Member of Boizenburg city council
- Incumbent
- Assumed office 7 June 2024

Personal details
- Born: 1971 (age 54–55) Hamburg, West Germany
- Party: Alternative for Germany
- Other political affiliations: Social Democratic Party of Germany (until 2015)
- Children: 2

= Nicole Ehlers =

German politician (born 1971)

Nicole Katharina Ehlers (born 1971) is a German politician and foreign language correspondent who has served as the sole Alternative for Germany (AfD) member on the city council of Boizenburg since the 2024 local elections in Mecklenburg-Vorpommern. She was elected to the Landtag of Mecklenburg-Vorpommern during the 2026 state election, securing her seat via the party list.

== Political career ==

=== Local politics ===
Ehlers had previously been a member of the Social Democratic Party of Germany (SPD) until leaving in favour of the Alternative for Germany (AfD) in 2015. Her reasoning for switching to the AfD, she explained, were personal experiences with refugees and that her previous party, the SPD, was unwilling to highlight the negative sides of immigration. Initially active in the Hamburg chapter of the AfD, Ehlers was selected to stand as a candidate in the 2019 Bergedorf borough election but did not end up doing so due to her move to Boizenburg.

In Boizenburg, Ehlers stood as the sole AfD candidate for the 2024 city council election during which she won 18.40% or 2,755 votes, second place after the Christian Democratic Union and awarding the AfD five seats in the council; as Ehlers as the only AfD candidate however, this outcome resulted in the council's size shrinking by 4 seats.

During her tenure in the council, she has been criticized for contacts to members of the Ludwigslust-Parchim–wide voter group Home and Identity (HuI) which is related to The Homeland (formerly NPD). While other city council members have described such contacts as an expression of her far-right positions, Ehlers has countered this by arguing for open discussion and basic courtesy for all in the political arena.

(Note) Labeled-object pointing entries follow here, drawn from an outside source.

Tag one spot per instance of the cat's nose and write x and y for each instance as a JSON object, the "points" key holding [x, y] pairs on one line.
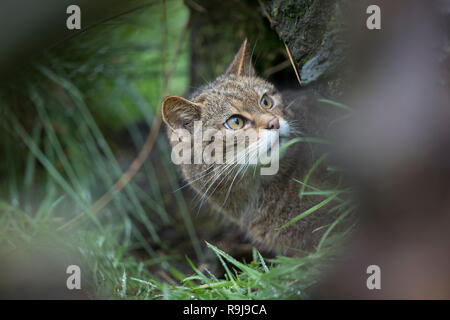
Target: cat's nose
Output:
{"points": [[273, 124]]}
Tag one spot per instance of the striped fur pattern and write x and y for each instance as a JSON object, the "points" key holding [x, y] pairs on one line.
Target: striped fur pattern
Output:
{"points": [[258, 204]]}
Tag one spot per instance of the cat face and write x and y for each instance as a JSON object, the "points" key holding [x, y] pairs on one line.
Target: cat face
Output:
{"points": [[237, 103]]}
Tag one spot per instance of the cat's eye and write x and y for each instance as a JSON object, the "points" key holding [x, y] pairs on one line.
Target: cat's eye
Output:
{"points": [[235, 123], [266, 102]]}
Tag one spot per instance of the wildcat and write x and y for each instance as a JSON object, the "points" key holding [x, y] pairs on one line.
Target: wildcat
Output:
{"points": [[238, 101]]}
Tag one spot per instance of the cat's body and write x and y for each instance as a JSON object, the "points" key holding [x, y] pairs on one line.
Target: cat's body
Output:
{"points": [[259, 204]]}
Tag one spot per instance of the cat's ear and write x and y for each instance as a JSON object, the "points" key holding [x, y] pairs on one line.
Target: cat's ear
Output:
{"points": [[242, 62], [178, 112]]}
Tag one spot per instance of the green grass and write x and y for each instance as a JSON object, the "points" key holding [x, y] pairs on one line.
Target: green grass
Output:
{"points": [[58, 133]]}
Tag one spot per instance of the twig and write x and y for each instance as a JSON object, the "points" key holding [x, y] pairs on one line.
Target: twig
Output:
{"points": [[293, 64], [285, 45], [265, 11], [149, 143]]}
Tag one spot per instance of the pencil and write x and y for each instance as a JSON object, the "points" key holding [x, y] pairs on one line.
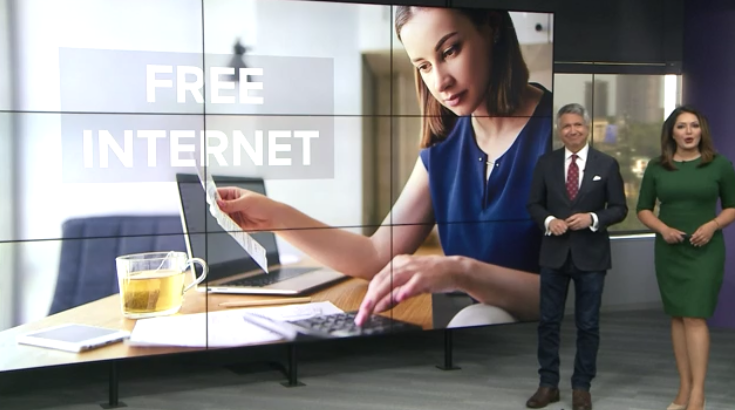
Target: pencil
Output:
{"points": [[269, 302]]}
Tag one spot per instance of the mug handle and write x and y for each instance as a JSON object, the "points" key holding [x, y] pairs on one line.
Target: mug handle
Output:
{"points": [[205, 270]]}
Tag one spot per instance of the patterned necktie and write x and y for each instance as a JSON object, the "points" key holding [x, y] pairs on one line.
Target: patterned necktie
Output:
{"points": [[573, 178]]}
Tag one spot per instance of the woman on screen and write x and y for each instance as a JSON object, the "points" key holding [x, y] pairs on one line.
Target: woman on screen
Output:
{"points": [[484, 127]]}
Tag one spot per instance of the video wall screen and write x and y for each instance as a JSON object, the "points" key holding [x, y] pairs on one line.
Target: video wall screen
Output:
{"points": [[224, 173]]}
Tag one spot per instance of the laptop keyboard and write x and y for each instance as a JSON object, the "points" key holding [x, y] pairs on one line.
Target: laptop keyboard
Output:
{"points": [[343, 325], [265, 279]]}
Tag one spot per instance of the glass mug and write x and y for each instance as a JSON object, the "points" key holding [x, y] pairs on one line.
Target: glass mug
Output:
{"points": [[152, 283]]}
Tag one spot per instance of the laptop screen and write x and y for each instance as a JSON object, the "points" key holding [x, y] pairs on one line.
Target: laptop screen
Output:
{"points": [[207, 240]]}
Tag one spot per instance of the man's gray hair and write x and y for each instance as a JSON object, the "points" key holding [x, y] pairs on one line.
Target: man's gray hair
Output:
{"points": [[573, 108]]}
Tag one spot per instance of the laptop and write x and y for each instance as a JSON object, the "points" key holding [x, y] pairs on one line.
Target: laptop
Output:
{"points": [[231, 269]]}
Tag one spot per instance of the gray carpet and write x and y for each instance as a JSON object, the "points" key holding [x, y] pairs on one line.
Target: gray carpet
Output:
{"points": [[498, 371]]}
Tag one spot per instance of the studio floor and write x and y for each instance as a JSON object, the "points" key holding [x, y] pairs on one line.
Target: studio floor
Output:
{"points": [[497, 371]]}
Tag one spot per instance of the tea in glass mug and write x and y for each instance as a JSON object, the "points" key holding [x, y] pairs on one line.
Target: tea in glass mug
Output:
{"points": [[153, 283]]}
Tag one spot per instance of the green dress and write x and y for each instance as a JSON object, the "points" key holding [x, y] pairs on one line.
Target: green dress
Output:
{"points": [[689, 277]]}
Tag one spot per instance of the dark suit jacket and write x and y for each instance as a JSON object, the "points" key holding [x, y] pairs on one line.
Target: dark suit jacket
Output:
{"points": [[601, 192]]}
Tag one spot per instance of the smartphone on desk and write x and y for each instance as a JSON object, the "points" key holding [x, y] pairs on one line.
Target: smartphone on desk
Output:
{"points": [[74, 338]]}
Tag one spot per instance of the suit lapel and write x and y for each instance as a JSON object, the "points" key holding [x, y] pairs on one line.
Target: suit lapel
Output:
{"points": [[559, 174], [590, 170]]}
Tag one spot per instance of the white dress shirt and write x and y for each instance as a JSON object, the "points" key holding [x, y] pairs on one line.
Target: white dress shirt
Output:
{"points": [[581, 162]]}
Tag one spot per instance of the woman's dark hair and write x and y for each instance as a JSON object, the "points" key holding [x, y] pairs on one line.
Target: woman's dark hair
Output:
{"points": [[668, 143], [508, 77]]}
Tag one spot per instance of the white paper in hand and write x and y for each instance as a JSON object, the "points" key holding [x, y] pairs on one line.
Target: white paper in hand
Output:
{"points": [[251, 246]]}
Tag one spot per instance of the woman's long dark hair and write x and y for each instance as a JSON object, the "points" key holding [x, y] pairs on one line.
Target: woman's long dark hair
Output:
{"points": [[508, 77], [668, 143]]}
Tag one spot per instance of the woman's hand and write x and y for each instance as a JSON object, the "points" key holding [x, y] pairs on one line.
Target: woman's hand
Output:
{"points": [[672, 236], [249, 210], [405, 277], [703, 234]]}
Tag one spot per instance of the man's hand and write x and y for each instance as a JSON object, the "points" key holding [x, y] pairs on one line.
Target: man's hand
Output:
{"points": [[558, 227], [578, 222]]}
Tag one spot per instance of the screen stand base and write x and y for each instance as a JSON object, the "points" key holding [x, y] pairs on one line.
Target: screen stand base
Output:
{"points": [[113, 402], [448, 364], [291, 369]]}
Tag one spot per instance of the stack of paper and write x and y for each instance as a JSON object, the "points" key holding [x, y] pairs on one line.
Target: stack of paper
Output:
{"points": [[227, 328]]}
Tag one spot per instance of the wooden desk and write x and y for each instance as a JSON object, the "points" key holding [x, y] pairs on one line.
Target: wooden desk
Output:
{"points": [[346, 295]]}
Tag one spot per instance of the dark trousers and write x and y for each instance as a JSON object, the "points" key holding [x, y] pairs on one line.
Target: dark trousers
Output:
{"points": [[588, 296]]}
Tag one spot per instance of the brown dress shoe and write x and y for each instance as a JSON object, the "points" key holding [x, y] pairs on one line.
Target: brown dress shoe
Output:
{"points": [[542, 397], [581, 400]]}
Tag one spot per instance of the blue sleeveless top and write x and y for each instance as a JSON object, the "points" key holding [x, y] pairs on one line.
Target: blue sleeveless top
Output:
{"points": [[487, 219]]}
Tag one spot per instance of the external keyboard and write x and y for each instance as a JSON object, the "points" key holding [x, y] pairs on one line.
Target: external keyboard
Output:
{"points": [[343, 325]]}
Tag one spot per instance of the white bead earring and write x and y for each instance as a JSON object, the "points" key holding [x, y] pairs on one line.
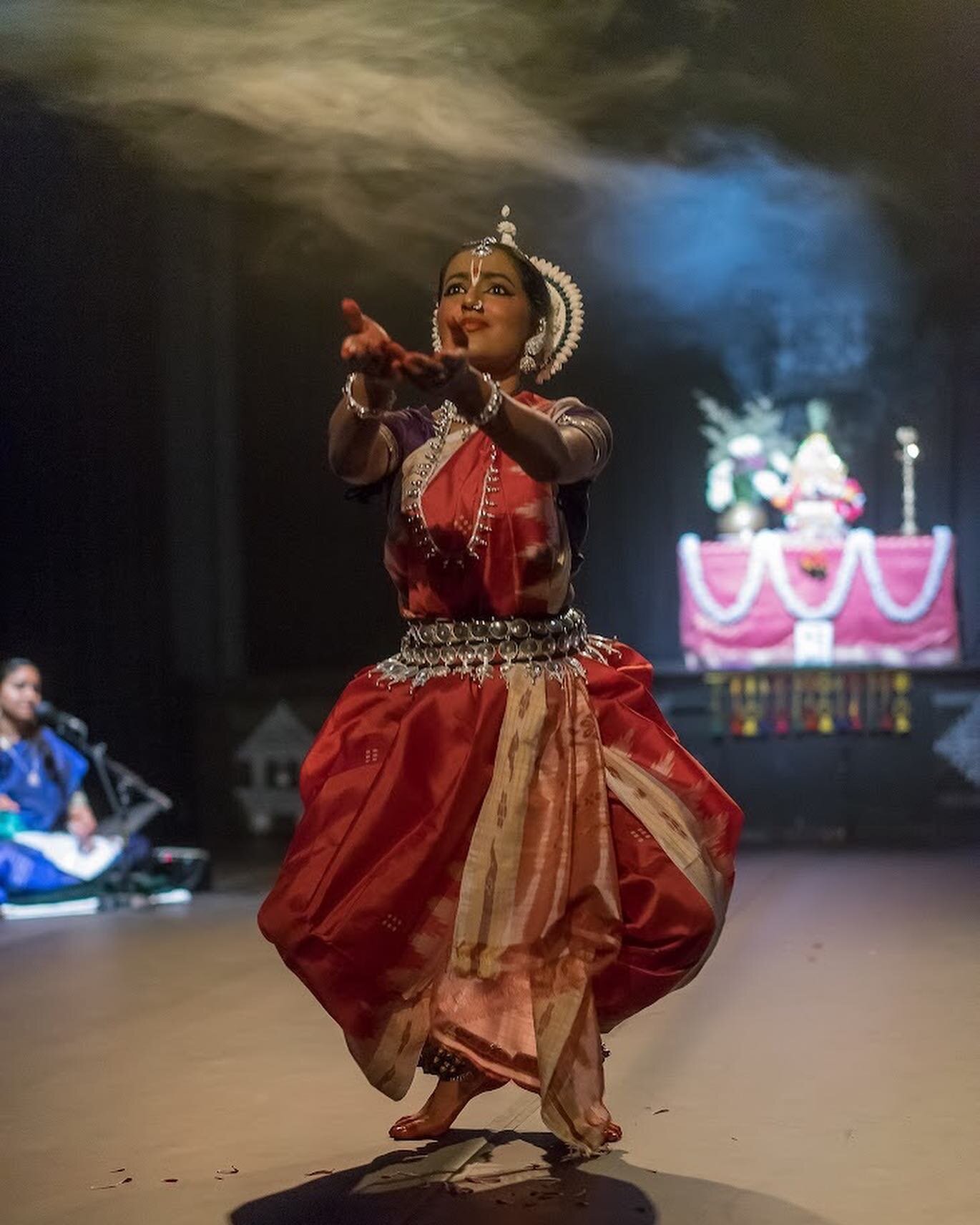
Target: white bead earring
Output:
{"points": [[533, 348]]}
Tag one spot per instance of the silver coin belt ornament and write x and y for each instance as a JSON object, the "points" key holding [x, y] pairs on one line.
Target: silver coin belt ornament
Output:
{"points": [[481, 648]]}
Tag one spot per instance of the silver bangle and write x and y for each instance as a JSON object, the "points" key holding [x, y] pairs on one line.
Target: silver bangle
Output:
{"points": [[364, 411], [491, 407]]}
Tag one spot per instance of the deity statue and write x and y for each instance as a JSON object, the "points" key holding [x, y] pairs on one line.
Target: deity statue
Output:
{"points": [[818, 497]]}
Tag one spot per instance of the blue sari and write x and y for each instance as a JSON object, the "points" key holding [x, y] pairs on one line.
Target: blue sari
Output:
{"points": [[41, 774]]}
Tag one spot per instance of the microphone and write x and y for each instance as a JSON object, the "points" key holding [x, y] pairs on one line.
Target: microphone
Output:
{"points": [[60, 719]]}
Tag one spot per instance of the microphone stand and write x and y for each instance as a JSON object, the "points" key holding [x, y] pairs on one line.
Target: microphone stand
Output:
{"points": [[119, 786]]}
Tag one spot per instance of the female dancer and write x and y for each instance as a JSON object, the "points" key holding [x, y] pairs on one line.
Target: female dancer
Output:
{"points": [[505, 850]]}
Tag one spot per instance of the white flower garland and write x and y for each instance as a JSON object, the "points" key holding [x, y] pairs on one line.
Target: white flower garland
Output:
{"points": [[766, 557]]}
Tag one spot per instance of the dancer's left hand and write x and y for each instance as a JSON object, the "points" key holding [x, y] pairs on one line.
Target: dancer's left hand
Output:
{"points": [[446, 375]]}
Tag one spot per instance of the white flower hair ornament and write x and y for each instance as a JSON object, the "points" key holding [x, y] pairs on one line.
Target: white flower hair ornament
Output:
{"points": [[548, 353]]}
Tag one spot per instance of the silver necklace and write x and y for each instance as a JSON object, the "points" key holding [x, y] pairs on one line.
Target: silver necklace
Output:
{"points": [[34, 773], [445, 416]]}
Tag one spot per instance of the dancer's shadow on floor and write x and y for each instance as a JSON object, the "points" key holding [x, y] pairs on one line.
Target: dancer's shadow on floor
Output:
{"points": [[398, 1187]]}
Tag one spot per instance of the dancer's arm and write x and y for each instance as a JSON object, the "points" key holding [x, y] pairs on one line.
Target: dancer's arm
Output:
{"points": [[362, 450], [547, 452]]}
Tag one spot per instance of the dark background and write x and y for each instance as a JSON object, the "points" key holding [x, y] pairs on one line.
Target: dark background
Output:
{"points": [[170, 535]]}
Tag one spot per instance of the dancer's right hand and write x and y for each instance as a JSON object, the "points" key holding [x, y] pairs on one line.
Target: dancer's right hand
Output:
{"points": [[369, 349]]}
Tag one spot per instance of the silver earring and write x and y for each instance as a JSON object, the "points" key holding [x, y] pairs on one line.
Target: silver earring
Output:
{"points": [[533, 347]]}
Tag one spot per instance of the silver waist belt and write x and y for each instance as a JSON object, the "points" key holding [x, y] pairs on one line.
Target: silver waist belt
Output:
{"points": [[474, 648]]}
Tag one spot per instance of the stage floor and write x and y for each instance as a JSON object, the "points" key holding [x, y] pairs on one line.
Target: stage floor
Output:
{"points": [[823, 1068]]}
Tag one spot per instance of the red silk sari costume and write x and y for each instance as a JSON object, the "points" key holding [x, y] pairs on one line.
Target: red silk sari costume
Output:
{"points": [[505, 865]]}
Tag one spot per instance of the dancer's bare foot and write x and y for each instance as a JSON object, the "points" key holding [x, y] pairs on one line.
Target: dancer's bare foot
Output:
{"points": [[438, 1113]]}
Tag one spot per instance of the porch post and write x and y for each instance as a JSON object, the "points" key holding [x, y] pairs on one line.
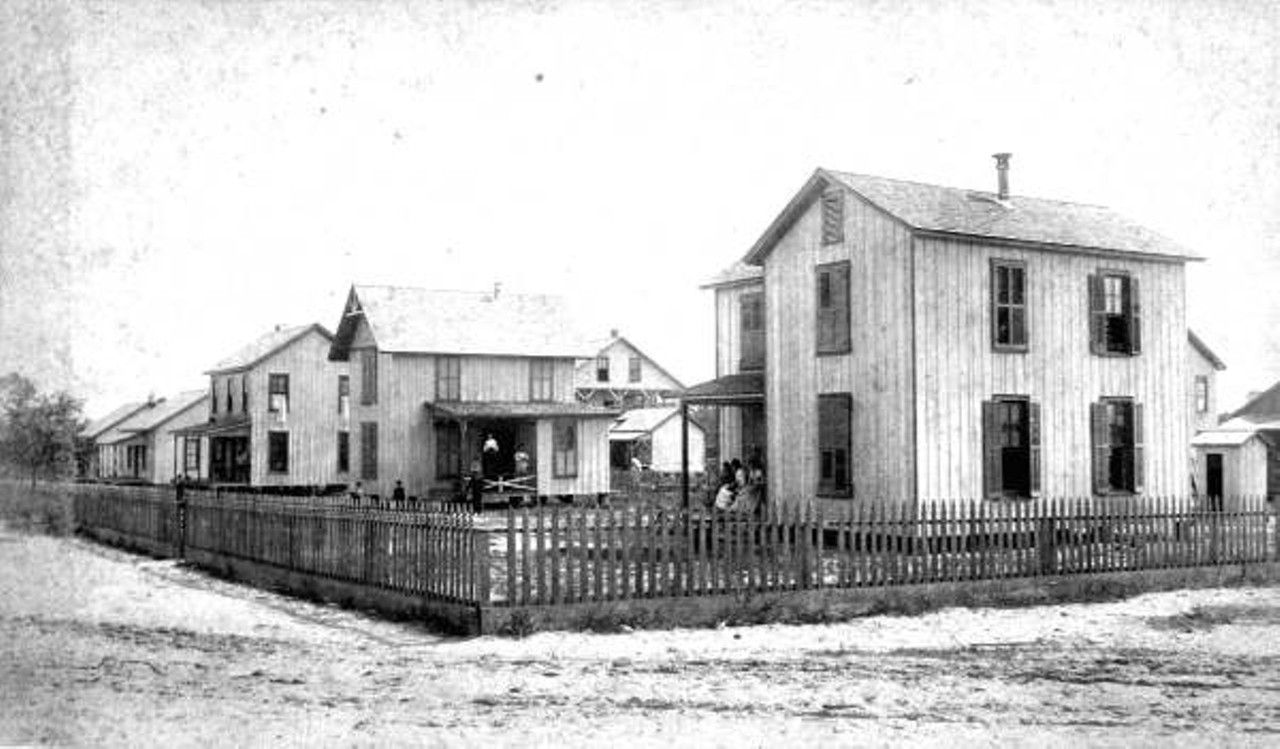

On 2 May 2026, Ehlers opened an AfD branch office in Boizenburg. The opening ceremony was attended by MdL Jan-Phillip Tadsen and a counter-protest of around 40 people.

Ehlers is a committee member of the AfD district branch in Ludwigslust-Parchim.

=== Candidacy for the Landtag ===
Ahead of the 2026 Mecklenburg-Vorpommern state election, Ehlers was selected as the constituency candidate in Ludwigslust-Parchim I as well as being placed 14th on the state electoral list of the AfD. While she lost the constituency to Till Backhaus of the Social Democratic Party, receiving 14.8% to his 51.5% of the first vote, Ehlers entered parliament via her placement on the party list.

== Views ==
While Ehlers is critical of current refugee policies, she's not, in principle, opposed to taking in refugees. Ehlers does however argue that they must conform to Germany's laws and values, with her opposing the idea of a generalized Remigration. Ehlers has criticized that the AfD doesn't focus enough on animal and environmental welfare, noting her interest in healthy and vegetarian nutrition. Before her election to the Boizenburg city council in 2024, Ehlers emphasized that she opposes "hate and incitement from both sides".

== Personal life ==
As of 2026, Ehlers has been vegetarian for 15 years. She has two children and describes herself as spiritual.

Ehlers has lived in Boizenburg since 2016, moving there from her birthplace Hamburg.